Prabowo-Gaji-Hakim-Naik-Hingga-280-Persen-Setelah-12-Tahun-Tidak-Naik.jpg
Presiden Prabowo Subianto. (ANTARA/HO-BPMI)

RIAU ONLINE, JAKARTA - Presiden Prabowo Subianto menyebut bahwa Indonesia akhirnya bisa kembali meraih swasembada beras setelah sekian puluh tahun. 

Pada pertemuan dengan Kadin Pusat dan Daerah di Istana Kepresidenan, Jakarta, Jumat, 31 Juli 2026 tersebut, Prabowo juga menyebut bahwa masih masih ada sebagian pihak yang meragukan capaian positif tersebut.

"Alhamdulillah kita sudah capai dalam waktu yang singkat ketahanan pangan, swasembada pangan," kata Prabowo, dikutip dari Liputan6.com.

"Di luar dugaan banyak orang, bahkan banyak yang tidak percaya sampai sekarang, tapi Alhamdulillah ini adalah hasil real, ini yang membuat kita percaya diri, confident. Apapun yang terjadi, kita yakin kita bisa jamin makan untuk bangsa Indonesia," imbuhnya.

Prabowo menegaskan bahwa capaian tersebut bukanlah hal yang mudah untuk diraih karena membutuhkan proses panjang. 



"Ini bukan prestasi yang gampang. Ternyata, swasembada pangan baru kita alami lagi setelah sekian puluh tahun lalu, dan sekarang kita berhasil mencapainya," tuturnya.

Kepala Negara menerangkan bahwa urusan pangan merupakan kunci utama keberhasilan pembangunan bangsa sekaligus persoalan ekonomi yang paling mendasar. 

"Pembangunan bangsa adalah usaha besar, di mana masalah yang paling krusial pada awalnya adalah masalah ekonomi. Masalah perut adalah ekonomi paling dasar," ucapnya.
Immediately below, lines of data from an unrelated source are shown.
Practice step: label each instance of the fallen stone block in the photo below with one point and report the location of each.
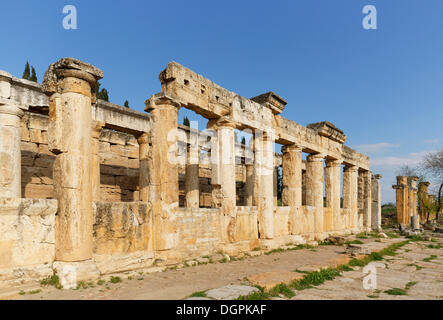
(356, 249)
(268, 280)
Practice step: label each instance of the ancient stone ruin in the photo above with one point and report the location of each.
(90, 188)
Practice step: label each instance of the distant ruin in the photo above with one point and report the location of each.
(90, 186)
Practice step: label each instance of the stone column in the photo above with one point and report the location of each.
(412, 195)
(367, 201)
(332, 186)
(292, 176)
(249, 185)
(264, 173)
(163, 163)
(376, 203)
(402, 200)
(223, 173)
(69, 84)
(143, 145)
(10, 153)
(96, 130)
(315, 189)
(192, 180)
(275, 186)
(422, 197)
(350, 194)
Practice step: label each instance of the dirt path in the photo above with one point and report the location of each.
(179, 284)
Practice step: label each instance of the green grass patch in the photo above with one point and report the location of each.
(429, 259)
(256, 295)
(354, 242)
(101, 282)
(200, 294)
(392, 235)
(410, 284)
(396, 292)
(282, 289)
(115, 279)
(53, 280)
(35, 291)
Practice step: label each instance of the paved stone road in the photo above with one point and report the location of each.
(423, 279)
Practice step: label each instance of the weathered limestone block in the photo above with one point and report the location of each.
(5, 84)
(402, 200)
(376, 203)
(292, 176)
(68, 84)
(163, 169)
(26, 232)
(264, 177)
(315, 188)
(350, 195)
(333, 194)
(10, 153)
(122, 227)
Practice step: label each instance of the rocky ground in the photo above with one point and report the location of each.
(414, 270)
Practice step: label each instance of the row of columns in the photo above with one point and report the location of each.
(74, 138)
(406, 198)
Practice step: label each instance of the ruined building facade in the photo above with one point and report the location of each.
(90, 186)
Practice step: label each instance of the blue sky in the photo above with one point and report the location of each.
(383, 87)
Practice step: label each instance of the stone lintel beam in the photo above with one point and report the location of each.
(271, 101)
(328, 130)
(159, 100)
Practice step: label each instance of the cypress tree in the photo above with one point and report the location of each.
(34, 75)
(27, 72)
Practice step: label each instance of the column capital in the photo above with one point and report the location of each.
(96, 128)
(317, 157)
(333, 163)
(291, 148)
(376, 176)
(160, 100)
(222, 122)
(69, 68)
(350, 168)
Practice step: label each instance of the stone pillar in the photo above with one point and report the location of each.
(376, 203)
(315, 189)
(412, 195)
(367, 201)
(249, 184)
(163, 160)
(422, 198)
(402, 200)
(143, 145)
(275, 186)
(292, 176)
(192, 180)
(223, 174)
(10, 153)
(69, 84)
(96, 130)
(264, 174)
(350, 194)
(332, 186)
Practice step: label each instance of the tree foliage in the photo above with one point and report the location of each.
(27, 72)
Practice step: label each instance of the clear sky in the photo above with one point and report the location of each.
(383, 88)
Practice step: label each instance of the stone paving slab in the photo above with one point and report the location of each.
(270, 279)
(230, 292)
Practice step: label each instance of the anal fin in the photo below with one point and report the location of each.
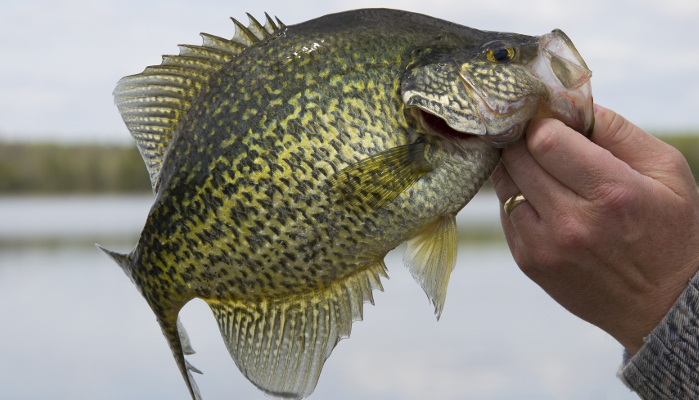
(431, 256)
(281, 345)
(174, 333)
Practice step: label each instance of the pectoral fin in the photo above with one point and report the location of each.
(377, 180)
(281, 345)
(431, 257)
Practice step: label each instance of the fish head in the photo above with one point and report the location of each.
(494, 89)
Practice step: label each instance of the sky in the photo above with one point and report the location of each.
(61, 59)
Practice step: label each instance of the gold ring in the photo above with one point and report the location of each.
(513, 202)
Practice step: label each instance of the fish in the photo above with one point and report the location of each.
(286, 163)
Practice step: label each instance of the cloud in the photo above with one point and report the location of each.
(65, 56)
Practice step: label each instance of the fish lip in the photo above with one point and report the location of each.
(569, 87)
(433, 124)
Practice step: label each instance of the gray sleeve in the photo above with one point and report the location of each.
(667, 366)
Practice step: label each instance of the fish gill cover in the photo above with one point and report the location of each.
(289, 160)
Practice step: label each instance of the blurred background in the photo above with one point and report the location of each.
(74, 327)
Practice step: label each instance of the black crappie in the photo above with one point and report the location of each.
(288, 161)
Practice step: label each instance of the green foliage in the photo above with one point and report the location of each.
(52, 168)
(688, 145)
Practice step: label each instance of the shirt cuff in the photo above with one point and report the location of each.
(667, 366)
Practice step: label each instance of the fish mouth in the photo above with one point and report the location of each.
(567, 77)
(435, 125)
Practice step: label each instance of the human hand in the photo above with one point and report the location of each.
(610, 228)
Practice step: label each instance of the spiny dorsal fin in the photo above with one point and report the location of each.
(151, 103)
(281, 345)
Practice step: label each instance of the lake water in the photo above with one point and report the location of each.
(72, 325)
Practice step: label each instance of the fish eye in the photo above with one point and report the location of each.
(500, 53)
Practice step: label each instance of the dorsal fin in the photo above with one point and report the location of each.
(151, 103)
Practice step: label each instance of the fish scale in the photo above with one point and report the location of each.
(288, 161)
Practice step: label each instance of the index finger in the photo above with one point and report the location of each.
(579, 164)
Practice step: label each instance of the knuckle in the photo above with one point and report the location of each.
(572, 233)
(545, 140)
(619, 128)
(613, 198)
(497, 176)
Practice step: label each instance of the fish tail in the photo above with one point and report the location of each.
(178, 340)
(123, 260)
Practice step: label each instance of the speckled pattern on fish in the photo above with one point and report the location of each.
(288, 161)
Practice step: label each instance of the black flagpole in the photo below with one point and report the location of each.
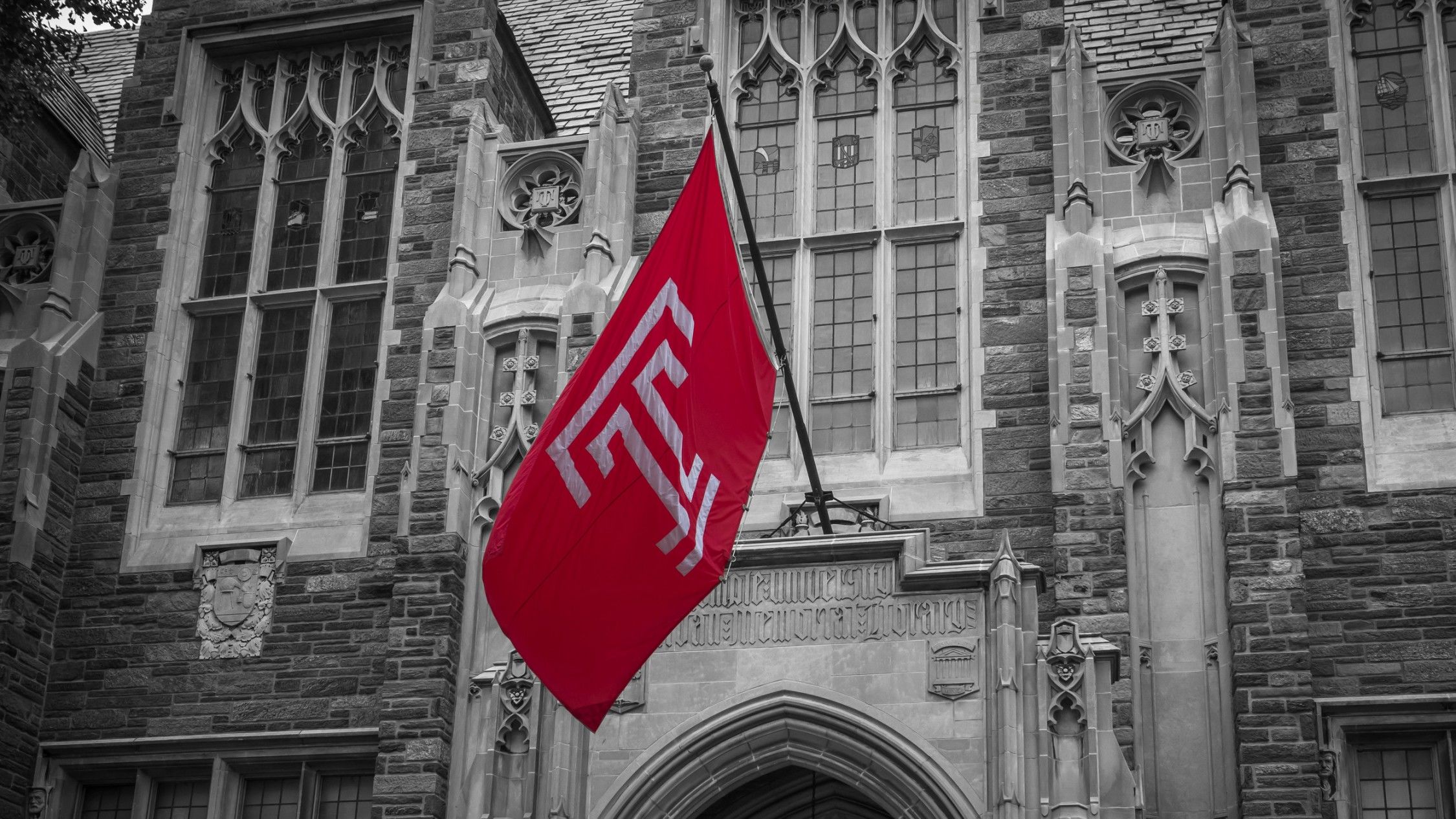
(817, 494)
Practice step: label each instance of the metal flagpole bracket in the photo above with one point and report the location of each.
(816, 494)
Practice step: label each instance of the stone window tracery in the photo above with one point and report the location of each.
(1404, 86)
(851, 135)
(287, 309)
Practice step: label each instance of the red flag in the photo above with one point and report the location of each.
(624, 512)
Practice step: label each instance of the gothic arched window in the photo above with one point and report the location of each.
(1404, 60)
(851, 140)
(290, 334)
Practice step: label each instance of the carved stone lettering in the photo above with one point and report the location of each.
(819, 604)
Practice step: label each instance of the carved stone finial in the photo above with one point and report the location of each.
(1005, 565)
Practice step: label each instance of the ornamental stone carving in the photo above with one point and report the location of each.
(27, 249)
(954, 671)
(1154, 121)
(542, 191)
(235, 610)
(634, 695)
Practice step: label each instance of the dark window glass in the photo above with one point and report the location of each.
(230, 94)
(232, 212)
(1395, 118)
(348, 396)
(181, 800)
(263, 91)
(1398, 783)
(329, 69)
(905, 12)
(750, 34)
(845, 173)
(363, 78)
(369, 200)
(927, 371)
(944, 12)
(866, 25)
(272, 425)
(346, 798)
(271, 799)
(303, 175)
(789, 34)
(207, 408)
(925, 142)
(843, 351)
(107, 802)
(826, 24)
(1449, 27)
(767, 155)
(1411, 312)
(781, 283)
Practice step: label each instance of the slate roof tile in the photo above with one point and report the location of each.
(1139, 34)
(105, 63)
(574, 49)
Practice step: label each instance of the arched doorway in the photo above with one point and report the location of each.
(782, 739)
(795, 793)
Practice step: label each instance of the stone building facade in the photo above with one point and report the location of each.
(1125, 334)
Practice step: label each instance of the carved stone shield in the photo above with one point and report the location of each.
(236, 593)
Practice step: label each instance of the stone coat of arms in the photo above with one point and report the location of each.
(235, 610)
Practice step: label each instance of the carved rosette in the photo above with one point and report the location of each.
(540, 192)
(634, 695)
(27, 249)
(235, 610)
(1152, 121)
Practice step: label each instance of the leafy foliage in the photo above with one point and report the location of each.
(34, 45)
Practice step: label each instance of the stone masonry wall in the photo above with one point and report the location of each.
(36, 160)
(362, 642)
(31, 593)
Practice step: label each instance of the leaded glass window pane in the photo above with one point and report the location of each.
(1396, 783)
(843, 351)
(348, 396)
(346, 798)
(927, 360)
(181, 800)
(207, 406)
(271, 799)
(766, 155)
(303, 177)
(107, 802)
(232, 210)
(272, 425)
(1411, 309)
(369, 198)
(1395, 121)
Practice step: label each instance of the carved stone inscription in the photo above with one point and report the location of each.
(819, 604)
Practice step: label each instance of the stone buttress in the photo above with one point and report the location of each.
(1168, 377)
(542, 239)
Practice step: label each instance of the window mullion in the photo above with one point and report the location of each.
(267, 202)
(312, 398)
(242, 404)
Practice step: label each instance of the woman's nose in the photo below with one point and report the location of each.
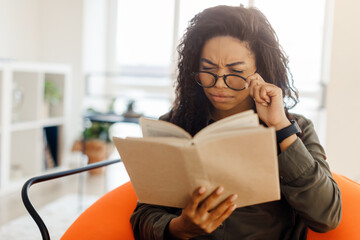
(220, 80)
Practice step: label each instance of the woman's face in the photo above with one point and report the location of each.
(227, 55)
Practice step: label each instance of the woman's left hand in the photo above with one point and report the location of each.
(269, 102)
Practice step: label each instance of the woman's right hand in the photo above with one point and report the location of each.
(201, 217)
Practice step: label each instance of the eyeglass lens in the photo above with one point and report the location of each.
(208, 80)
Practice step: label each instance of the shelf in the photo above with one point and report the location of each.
(29, 128)
(24, 153)
(53, 122)
(25, 96)
(1, 96)
(23, 126)
(55, 108)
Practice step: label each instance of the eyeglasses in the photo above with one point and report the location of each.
(208, 80)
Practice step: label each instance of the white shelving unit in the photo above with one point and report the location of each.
(32, 135)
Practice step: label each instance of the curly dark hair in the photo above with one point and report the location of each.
(191, 107)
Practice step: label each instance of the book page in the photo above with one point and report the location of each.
(158, 171)
(244, 164)
(242, 120)
(159, 128)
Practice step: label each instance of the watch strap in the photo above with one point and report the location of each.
(286, 132)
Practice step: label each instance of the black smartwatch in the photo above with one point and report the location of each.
(288, 131)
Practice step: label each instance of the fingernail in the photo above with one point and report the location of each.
(202, 190)
(219, 190)
(233, 197)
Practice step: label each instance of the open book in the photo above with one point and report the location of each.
(166, 165)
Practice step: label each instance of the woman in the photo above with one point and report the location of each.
(230, 61)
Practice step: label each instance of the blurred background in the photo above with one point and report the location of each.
(61, 60)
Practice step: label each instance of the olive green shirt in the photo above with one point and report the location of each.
(310, 198)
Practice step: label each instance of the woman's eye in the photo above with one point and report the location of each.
(207, 68)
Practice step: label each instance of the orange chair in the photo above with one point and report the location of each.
(348, 228)
(109, 217)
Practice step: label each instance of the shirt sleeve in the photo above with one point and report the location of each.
(150, 221)
(306, 181)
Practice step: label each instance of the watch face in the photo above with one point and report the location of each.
(288, 131)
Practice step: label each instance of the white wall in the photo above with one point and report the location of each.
(61, 27)
(343, 95)
(47, 31)
(19, 31)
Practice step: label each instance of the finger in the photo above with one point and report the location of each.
(257, 97)
(254, 78)
(196, 198)
(227, 213)
(208, 203)
(221, 209)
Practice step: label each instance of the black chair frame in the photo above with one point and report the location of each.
(25, 190)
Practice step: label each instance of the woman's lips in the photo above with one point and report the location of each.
(220, 97)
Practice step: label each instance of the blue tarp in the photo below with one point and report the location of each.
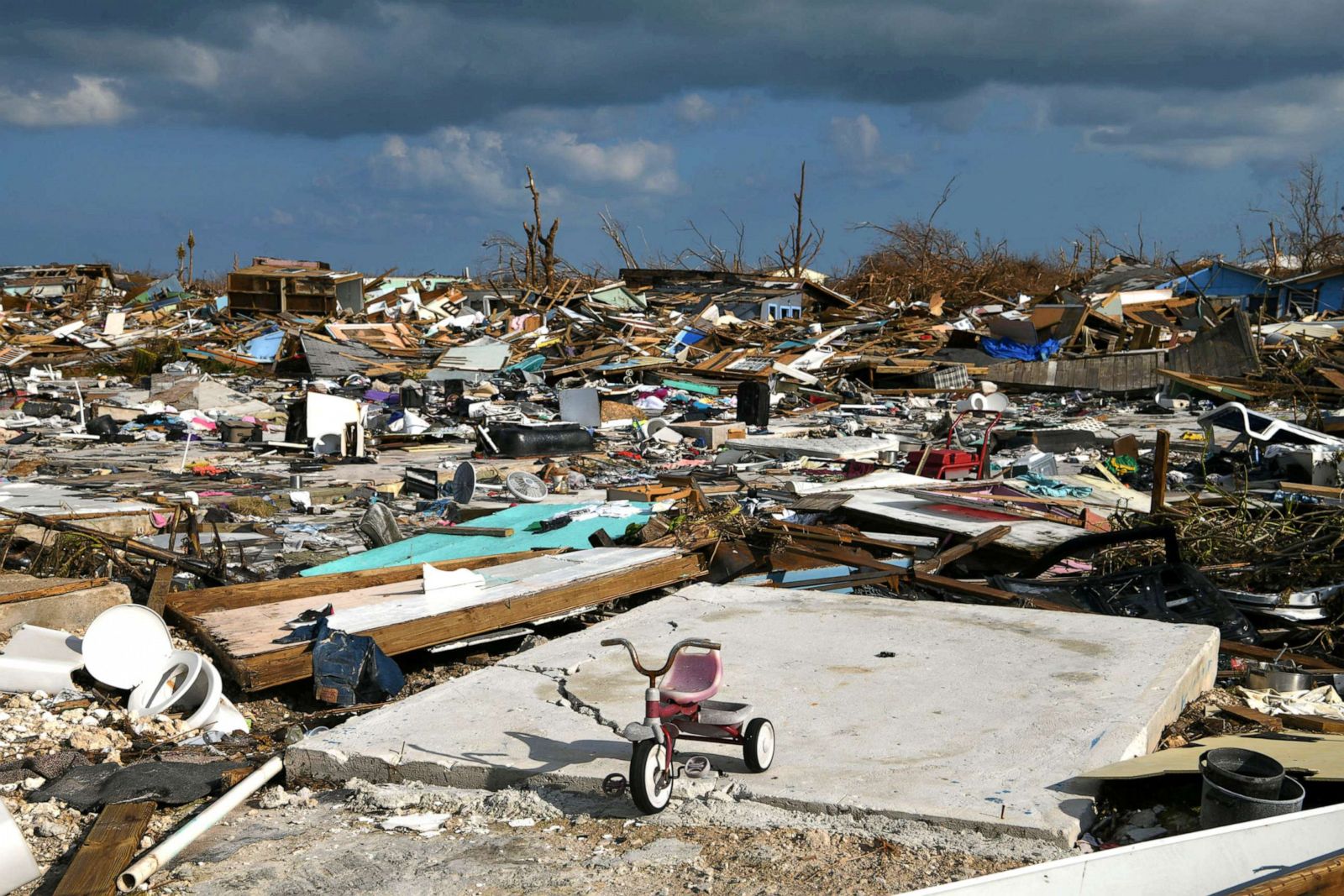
(265, 347)
(1046, 486)
(434, 548)
(1019, 351)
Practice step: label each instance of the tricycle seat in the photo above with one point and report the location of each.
(694, 678)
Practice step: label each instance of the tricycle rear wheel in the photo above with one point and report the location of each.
(651, 785)
(759, 745)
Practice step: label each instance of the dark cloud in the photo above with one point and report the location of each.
(1171, 81)
(339, 66)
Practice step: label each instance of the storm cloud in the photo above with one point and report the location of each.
(1136, 76)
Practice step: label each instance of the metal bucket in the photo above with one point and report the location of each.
(1263, 676)
(1221, 806)
(1242, 772)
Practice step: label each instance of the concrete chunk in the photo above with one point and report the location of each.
(980, 719)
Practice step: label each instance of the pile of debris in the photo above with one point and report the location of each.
(308, 481)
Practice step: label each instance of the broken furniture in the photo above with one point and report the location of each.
(954, 464)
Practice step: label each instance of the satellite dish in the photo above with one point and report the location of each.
(526, 486)
(464, 483)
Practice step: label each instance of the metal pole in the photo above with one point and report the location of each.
(185, 836)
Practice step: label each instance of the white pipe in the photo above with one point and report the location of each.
(185, 836)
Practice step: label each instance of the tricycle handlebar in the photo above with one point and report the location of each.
(678, 647)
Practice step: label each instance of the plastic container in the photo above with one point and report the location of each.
(1221, 806)
(515, 439)
(1242, 772)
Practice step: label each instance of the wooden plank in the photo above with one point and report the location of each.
(1314, 723)
(1321, 879)
(958, 551)
(51, 590)
(160, 589)
(108, 849)
(292, 663)
(1160, 456)
(1254, 716)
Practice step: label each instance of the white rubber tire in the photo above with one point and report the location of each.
(648, 762)
(759, 750)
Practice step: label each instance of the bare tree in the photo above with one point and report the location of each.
(535, 241)
(1312, 224)
(800, 246)
(192, 257)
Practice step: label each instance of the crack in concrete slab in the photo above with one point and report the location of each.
(575, 703)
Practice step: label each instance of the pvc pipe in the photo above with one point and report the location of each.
(185, 836)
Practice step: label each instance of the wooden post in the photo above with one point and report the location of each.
(107, 851)
(1160, 457)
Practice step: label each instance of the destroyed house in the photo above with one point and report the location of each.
(276, 286)
(1221, 280)
(1312, 293)
(57, 281)
(1126, 275)
(756, 304)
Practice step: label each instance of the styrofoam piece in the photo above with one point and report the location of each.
(125, 645)
(449, 582)
(187, 681)
(17, 862)
(39, 658)
(225, 719)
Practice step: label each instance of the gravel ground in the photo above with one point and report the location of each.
(398, 839)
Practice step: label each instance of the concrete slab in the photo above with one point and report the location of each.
(73, 610)
(979, 719)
"Anda sudah tahu, kalau saya bicara sejak berapa puluh tahun lalu pasti bicara masalah pangan dan masalah perut, karena ini adalah pelajaran dari ribuan tahun sejarah," sambung Prabowo.

Sebelumnya, Presiden Prabowo Subianto membeberkan kunci sebuah negara disebut sebagai negara yang berhasil maupun gagal. Salah satu kunci utamanya ada di bagian kerukunan elit bangsanya. Menurutnya, semua negara gagal disebabkan oleh elitnya yang ribut.

Prabowo menyampaikan perlu ada kerja sama dan kolaborasi antarelit untuk menjadikan negara yang berhasil. 

"Terutama yang kita belajar adalah memang perlunya suatu sinergitas antara elit, perlunya ada kerja sama kolaborasi. Semua bangsa yang berhasil elitnya bisa kerja sama, semua negara yang gagal elitnya ribut," kata Prabowo.